Hopding / pdf-lib

Create and modify PDF documents in any JavaScript environment
https://pdf-lib.js.org
MIT License
6.92k stars 660 forks source link

Failure Exception: Converting circular structure to JSON #1692

Open influential-eliot opened 5 days ago

influential-eliot commented 5 days ago

What were you trying to do?

I was trying to take a PDF and read the form details to return said form details in a JSON object. Later I wish the same function to also include the PDF file as a flattened file.

This is running in a Node.js "serverless" fashion.

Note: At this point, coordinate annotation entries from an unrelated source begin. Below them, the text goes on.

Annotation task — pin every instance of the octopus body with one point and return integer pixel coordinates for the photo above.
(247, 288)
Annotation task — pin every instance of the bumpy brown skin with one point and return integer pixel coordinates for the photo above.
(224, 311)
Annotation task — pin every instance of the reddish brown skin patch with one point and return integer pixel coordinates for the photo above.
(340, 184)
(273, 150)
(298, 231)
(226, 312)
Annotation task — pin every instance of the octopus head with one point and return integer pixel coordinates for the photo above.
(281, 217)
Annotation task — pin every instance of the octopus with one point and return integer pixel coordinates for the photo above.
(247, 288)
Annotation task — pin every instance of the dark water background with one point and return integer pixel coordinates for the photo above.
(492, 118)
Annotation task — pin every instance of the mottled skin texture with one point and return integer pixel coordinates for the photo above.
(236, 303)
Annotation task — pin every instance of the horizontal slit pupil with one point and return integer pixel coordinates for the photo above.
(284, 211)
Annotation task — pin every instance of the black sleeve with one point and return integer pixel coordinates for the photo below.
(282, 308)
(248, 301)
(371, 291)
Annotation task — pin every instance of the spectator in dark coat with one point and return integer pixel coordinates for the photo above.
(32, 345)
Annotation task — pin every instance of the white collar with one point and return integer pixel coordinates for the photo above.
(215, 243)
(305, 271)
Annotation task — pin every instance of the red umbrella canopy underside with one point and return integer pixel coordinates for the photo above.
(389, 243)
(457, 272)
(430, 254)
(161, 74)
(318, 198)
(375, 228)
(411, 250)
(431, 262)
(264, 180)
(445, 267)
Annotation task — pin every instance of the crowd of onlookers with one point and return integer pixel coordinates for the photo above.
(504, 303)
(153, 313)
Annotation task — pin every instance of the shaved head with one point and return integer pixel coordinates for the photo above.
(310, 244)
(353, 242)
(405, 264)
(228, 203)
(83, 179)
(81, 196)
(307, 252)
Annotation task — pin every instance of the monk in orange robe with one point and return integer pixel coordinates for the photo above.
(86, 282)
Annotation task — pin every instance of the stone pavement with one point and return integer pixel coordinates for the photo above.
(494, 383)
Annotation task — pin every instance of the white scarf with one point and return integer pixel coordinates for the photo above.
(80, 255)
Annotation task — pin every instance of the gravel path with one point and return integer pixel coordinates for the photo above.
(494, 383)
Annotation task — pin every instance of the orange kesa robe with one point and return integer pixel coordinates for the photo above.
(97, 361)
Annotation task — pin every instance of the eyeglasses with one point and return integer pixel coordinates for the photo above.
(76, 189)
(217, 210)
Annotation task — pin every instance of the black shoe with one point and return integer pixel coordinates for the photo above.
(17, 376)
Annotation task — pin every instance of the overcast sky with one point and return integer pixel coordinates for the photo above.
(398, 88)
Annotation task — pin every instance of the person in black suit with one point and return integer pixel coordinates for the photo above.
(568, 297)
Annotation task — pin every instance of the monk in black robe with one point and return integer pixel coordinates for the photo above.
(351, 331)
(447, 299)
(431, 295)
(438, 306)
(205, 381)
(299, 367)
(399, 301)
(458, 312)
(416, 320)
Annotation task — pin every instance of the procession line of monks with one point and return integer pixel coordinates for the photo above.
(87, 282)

How did you attempt to do it?

I submitted the file as either an application/pdf or application/octet based Base64 string (non-uri) via the body.$content property. I used the below code in order to do this:

const PDFDocument = require('../pdf-lib').PDFDocument;

module.exports = async function (context, req) {
    //const { PDFDocument } = require('../pdf-lib');
    console.log('PDF Loading ...');
    let pdfDoc = await PDFDocument.load(req.body.$content);
    console.log('PDF Loaded!');
    let form = pdfDoc.getForm();
    console.log('PDF Form Loaded');

    context.res = {
        // status: 200, // Defaults to 200
        "headers": {
            "Content-Type": "application/json"
        },
        "body": {
            "formData": form
        }
    };
};

It was seemingly able to at least get to the stage that it at least is triggerable.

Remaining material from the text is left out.